Today we're embarking on a journey to understand the fundamental force powering all life on earth.

Energy.

Right.

I mean, think about the incredible feat of something like a skunk cabbage actually melting its way through snow and ice in winter.

Yeah, that's amazing.

Keeping itself at a cozy 22 Celsius, that's 72 Fahrenheit,

just by burning energy.

How does it even manage that?

And, you know, what does it tell us about what's happening inside every living cell?

It's a fantastic example, really.

It showcases the constant transformations that, well, that are life, essentially.

So for this deep dive, we're digging into a key chapter from Raven Biology of Plants.

We're focusing on how energy flows, how it changes form, and how living systems manage it.

Our mission really is to pull out the essential insights, make these complex ideas clear, without you needing the textbook right there.

Absolutely.

We'll be unraveling the universe's basic energy rules, the laws of thermodynamics.

Then we'll dive into how cells handle electrons.

The electron downs.

Exactly.

Exploring enzymes and then understanding that universal energy money, you know, the stuff that keeps everything running.

So yeah, get ready to unpack some seriously cool biology.

Let's do it.

Okay.

Let's start big picture.

Our planet is fundamentally solar powered.

It's based in this huge amount of energy from the sun, something like 13 times 10 to the 23 calories a year.

Just immense.

Unbelievable numbers.

But here's the kicker.

Less than 1%.

Less than 1 % of that is actually captured by plants and other photosynthetic organisms.

Just a tiny sliver.

And that tiny fraction drives almost everything.
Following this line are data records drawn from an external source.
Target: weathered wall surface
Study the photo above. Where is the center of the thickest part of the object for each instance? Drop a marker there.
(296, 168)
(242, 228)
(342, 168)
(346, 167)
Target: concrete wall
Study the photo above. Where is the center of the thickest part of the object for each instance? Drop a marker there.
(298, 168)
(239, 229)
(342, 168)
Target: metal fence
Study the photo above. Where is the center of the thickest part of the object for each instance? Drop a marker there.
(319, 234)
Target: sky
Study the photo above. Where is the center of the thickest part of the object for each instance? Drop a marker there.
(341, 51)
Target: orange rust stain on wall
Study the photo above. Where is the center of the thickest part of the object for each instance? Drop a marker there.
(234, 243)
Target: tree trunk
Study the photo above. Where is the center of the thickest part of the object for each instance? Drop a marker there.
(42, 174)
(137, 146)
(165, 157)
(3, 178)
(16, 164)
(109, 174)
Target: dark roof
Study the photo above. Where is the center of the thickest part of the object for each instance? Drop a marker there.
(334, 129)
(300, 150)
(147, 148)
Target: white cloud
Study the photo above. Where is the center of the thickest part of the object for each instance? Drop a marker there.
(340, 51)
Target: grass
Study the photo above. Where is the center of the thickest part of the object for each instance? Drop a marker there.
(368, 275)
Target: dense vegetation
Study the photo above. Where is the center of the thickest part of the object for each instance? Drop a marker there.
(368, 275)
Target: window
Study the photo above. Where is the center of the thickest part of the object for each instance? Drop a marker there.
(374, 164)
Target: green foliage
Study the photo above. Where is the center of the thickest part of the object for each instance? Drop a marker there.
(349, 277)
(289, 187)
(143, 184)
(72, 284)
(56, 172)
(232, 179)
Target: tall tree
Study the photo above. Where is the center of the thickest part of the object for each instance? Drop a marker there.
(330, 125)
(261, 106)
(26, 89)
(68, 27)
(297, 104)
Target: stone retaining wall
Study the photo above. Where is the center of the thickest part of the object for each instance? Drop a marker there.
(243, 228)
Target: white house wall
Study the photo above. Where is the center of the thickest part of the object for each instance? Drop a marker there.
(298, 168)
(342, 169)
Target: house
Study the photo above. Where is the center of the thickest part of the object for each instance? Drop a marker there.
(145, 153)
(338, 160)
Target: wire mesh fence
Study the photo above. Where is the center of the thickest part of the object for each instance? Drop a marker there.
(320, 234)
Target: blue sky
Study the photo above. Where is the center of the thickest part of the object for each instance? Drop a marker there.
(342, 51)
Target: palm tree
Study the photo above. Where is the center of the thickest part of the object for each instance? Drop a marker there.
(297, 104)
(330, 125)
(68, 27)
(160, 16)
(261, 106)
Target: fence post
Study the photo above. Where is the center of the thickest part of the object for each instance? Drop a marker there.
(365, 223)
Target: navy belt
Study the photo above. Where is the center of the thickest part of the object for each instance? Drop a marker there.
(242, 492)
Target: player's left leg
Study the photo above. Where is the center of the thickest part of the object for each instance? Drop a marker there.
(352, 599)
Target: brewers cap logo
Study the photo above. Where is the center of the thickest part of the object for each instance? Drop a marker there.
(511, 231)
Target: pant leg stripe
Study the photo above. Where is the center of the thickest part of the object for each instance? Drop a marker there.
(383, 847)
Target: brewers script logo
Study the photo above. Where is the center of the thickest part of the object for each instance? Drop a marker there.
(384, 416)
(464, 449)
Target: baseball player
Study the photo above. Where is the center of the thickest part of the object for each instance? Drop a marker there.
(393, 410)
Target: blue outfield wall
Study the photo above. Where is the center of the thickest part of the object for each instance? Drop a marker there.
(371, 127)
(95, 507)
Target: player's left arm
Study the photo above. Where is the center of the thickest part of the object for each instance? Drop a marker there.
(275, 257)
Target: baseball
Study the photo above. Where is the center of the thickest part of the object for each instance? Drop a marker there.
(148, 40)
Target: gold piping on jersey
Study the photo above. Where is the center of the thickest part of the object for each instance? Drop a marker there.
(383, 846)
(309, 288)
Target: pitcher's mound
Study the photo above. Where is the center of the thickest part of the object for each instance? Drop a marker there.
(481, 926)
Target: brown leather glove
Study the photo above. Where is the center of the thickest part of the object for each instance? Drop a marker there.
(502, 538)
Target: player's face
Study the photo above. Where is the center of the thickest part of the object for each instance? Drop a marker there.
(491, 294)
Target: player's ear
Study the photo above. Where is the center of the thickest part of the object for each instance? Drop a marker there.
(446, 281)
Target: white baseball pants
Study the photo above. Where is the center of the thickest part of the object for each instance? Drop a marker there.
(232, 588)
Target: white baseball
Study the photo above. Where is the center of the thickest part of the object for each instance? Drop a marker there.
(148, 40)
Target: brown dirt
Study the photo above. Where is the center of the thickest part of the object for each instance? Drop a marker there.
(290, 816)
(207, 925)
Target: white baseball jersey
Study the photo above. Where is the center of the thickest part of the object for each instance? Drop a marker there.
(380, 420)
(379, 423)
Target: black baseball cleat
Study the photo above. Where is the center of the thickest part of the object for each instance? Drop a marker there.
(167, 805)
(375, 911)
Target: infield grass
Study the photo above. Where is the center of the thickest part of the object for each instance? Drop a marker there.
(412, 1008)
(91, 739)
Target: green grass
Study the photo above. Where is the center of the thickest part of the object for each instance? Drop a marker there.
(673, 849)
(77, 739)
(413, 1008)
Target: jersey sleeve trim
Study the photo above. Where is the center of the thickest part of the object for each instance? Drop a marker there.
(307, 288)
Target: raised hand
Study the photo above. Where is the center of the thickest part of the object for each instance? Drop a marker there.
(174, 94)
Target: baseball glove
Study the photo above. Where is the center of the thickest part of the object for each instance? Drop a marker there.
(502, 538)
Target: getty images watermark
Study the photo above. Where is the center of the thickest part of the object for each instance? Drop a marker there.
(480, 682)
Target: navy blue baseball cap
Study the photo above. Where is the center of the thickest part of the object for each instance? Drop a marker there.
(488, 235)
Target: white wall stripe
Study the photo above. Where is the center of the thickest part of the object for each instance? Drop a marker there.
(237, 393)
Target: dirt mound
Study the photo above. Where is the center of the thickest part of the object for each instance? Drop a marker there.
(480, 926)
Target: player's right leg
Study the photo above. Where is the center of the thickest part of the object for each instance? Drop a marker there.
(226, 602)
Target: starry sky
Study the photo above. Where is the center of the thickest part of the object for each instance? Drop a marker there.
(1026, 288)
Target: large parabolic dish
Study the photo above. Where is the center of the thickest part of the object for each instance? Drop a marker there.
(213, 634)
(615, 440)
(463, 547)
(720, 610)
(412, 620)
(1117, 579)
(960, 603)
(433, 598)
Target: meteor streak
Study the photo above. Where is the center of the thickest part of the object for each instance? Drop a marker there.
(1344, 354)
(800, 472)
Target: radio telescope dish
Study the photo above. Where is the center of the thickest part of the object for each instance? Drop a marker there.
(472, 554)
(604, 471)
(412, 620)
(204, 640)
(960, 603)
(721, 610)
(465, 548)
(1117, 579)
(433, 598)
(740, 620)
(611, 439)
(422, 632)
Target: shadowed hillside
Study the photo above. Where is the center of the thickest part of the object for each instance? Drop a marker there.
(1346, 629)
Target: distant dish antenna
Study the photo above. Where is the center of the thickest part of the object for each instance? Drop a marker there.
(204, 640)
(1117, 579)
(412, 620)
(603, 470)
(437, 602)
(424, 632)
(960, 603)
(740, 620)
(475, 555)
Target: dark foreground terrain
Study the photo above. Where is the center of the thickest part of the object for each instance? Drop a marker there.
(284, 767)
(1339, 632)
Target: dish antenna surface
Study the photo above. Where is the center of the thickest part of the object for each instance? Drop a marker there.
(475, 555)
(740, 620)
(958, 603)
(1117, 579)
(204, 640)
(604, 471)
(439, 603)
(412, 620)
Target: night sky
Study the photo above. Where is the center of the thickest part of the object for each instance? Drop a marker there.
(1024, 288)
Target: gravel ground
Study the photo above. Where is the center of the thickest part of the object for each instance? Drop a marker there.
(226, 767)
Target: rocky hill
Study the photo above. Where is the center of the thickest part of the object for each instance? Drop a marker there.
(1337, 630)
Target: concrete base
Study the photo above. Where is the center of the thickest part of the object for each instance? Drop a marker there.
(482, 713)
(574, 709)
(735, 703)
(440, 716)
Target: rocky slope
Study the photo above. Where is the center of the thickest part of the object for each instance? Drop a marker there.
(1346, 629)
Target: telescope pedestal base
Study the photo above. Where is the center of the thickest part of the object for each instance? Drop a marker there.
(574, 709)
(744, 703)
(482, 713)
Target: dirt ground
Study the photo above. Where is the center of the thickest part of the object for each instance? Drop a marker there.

It transforms light into chemical, electrical, mechanical energy.

It's really the essence of life.

It is.

And you could even view evolution as this ongoing competition for using those energy resources most efficiently.

Interesting way to put it.

And to really understand this flow, we first need to define energy itself.

Simply put, it's just the capacity to do work.

Our understanding has evolved though.

For centuries, people thought heat was some kind of separate weightless fluid called caloric.

But then the steam engine came along and it forced us to connect heat and motion to work.

That's really where thermodynamics, the science of energy transformations began.

Okay.

So let's get into those rules.

The first law of thermodynamics.

This one seems, well, pretty straightforward.

It is, fundamentally.

Energy can be changed from one form to another, but it can't be created or destroyed.

Like an engine.

Chemical energy and fuel becomes heat, then movement.

Some energy gets lost, maybe as friction or heat in the exhaust.

But the total amount of energy stays the same.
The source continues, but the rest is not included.